Board members voted unanimously in favor of a resolution opposing House Bill 136, also known as the Parental Choice and Taxpayer Savings Scholarship (PACT) voucher program, which expands the school voucher system. The legislation, sponsored by state Rep. Matt Huffman, R-Lima, would permit students in Ohio to receive vouchers to attend non-public schools, provided their families makes less than a family adjusted income of $102,800 or less.
Current law stipulates that vouchers to attend non-public schools are only available to students living in areas where the public schools are not achieving as they should be year after year on state testing.
Under House Bill 136, students already enrolled in non-public schools would be eligible for the vouchers and families could “bank the excess,” if their school’s tuition is less than the voucher amount and save it for college tuition or textbooks.
Horner said Wednesday the bill tilts the scales even more toward private and parochial schools since public schools must accept all students and must comply to all mandates, such as state assessment tests. He also believes the bill violates the separation of church and state.

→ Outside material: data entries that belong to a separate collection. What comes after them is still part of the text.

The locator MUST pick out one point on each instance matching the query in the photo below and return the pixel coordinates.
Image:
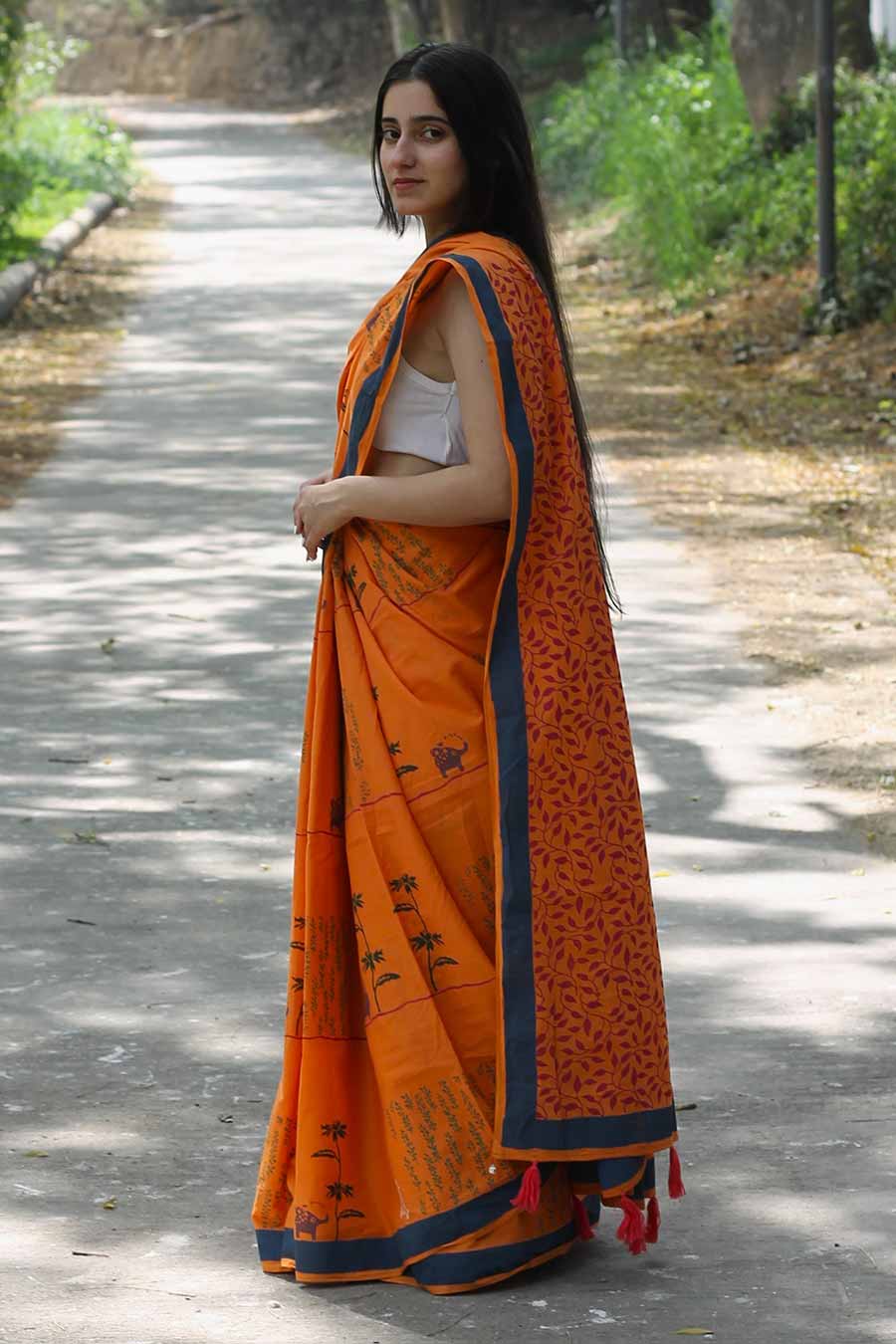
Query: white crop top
(423, 417)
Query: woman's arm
(479, 491)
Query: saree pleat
(474, 1003)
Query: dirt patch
(774, 453)
(58, 340)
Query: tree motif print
(337, 1190)
(353, 586)
(426, 940)
(395, 749)
(371, 957)
(299, 924)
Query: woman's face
(421, 157)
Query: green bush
(704, 196)
(50, 157)
(12, 22)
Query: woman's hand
(322, 507)
(297, 502)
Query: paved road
(146, 820)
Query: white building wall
(883, 19)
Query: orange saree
(476, 1054)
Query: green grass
(45, 208)
(50, 161)
(704, 199)
(51, 158)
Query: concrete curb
(19, 279)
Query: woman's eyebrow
(422, 117)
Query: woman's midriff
(398, 464)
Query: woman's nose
(404, 149)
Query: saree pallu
(476, 1052)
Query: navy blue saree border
(384, 1254)
(522, 1128)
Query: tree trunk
(637, 20)
(403, 24)
(453, 20)
(774, 46)
(854, 38)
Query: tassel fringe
(631, 1229)
(530, 1190)
(581, 1221)
(676, 1185)
(653, 1220)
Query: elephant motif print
(448, 756)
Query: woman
(476, 1050)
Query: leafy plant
(704, 196)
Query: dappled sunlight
(157, 626)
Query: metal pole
(826, 158)
(622, 29)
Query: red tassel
(581, 1221)
(653, 1220)
(676, 1185)
(530, 1190)
(631, 1229)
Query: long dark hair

He also objects to the bill because under the terms of the legislation, more state and federal funds could be shifted from public schools to private and parochial schools — a move that could further deepen a financial crisis at Wapakoneta City Schools.
Treasurer Susan Rinehart issued her five-year financial forecast to board members Tuesday which showed the school district operating with a deficit during the 2012-13 school year. It is a result of cuts in state and federal funding and increased operating costs — specifically related to health care and dental insurance costs and programming for special needs education.
Horner said they continue to look at ways to balance the budget in the future through additional cuts and greater efficiency as well as considering other options.
“We are in significant jeopardy,” Horner told the Wapakoneta Daily News. “As soon as we noticed that in 2008 and 2009, we started making cuts.”
He said the school district is expected to lose $1.6 million in state funds in the next biennium, more than the $1.2 state officials first told them. They also are experiencing hikes in insurance costs that are higher than projected. The cuts in funding and increases in spending forced school officials to use cash reserves, or cash carryovers.
“We have cut our staff through attrition and made cuts in other places, but we are getting to the point where it will truly impact all our kids and our offerings,” Horner said, noting they are teaching approximately the same number of students as they did 10 years ago, but they have reduced staff to 280 from 308 in the last five years. “We are looking at things we can cut, we are looking at what we are offering extra that can be cut — future cuts are going to be very, very impactful.”